Tetrakis(diethyldithiocarbamato-S,S')tellurium

Administrative data

Description of key information

Due to methodological deficiencies, carcinogenic potential of the test substance could not be determined.

Key value for chemical safety assessment

Carcinogenicity: via inhalation route

Endpoint conclusion

Endpoint conclusion:

no study available

Carcinogenicity: via dermal route

Endpoint conclusion

Endpoint conclusion:

no study available

Justification for classification or non-classification

No reliable data on carcinogenicity of the substance are available for assessment.

Additional information

In a pre-GLP and pre-OECD carcinogenicity study (NCI, 1979), 50 rats per sex, were orally exposed (feed) to 150, 300 and 600 ppm of the test substance for 105 weeks, along with 20 control animals for each sex. Animals were observed twice daily. All surviving animals were killed after treatment and pathologic evaluation of gross and microscopic examination of major tissues was performed. No carcinogenic effects were observed in the female rat. Equivocal results were observed in the male rat. The study is considered not reliable (reliability 3) due to methodological deficiencies (exceeded MTD, control group too small).

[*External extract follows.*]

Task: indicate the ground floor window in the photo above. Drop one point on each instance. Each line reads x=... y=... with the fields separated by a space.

In a pre-GLP and pre-OECD carcinogenicity study (NCI, 1979), 50 mice per sex, were orally exposed (feed) to 1255, 2132, 3132 or 4915 ppm (time-weighted average dose) of the test substance for 106 weeks, along with 20 control animals for each sex. Animals were observed twice daily. All surviving animals were killed after treatment and pathologic evaluation of gross and microscopic examination of major tissues was performed. Equivocal carcinogenic effects were observed in the male and female mice. The study is considered not reliable (reliability 3) due to methodological deficiencies (exceeded MTD, control group too small, non-malignant tumours).

In a pre-GLP and pre-OECD carcinogenicity study (NTIS, 1968), 18 rats per sex per strain (2 strains), were orally exposed (gavage and feed) to 46.6 mg/kg bw/day of the test substance for 78 weeks, along with 18 control animals for each sex per strain. Animals were observed daily. All surviving animals were killed after treatment and pathologic evaluation was performed. Significant increases in pulmonary ademonas and hepatomas were observed. The study is considered not reliable (reliability 3) due to methodological deficiencies (treatment too short, treatment groups too small, control group too small).

In a pre-GLP and pre-OECD carcinogenicity study (NTIS, 1968), 18 rats per sex per strain (2 strains), were subcutaneously exposed to one injection of 1000 mg/kg bw of the test substance, along with 18 control animals for each sex per strain. Animals were observed daily. All surviving animals were killed after treatment and pathologic evaluation was performed. No significant carcinogenic effecs were observed. The study is considered not reliable (reliability 3) due to methodological deficiencies (unusual treatment, treatment groups too small, control group too small).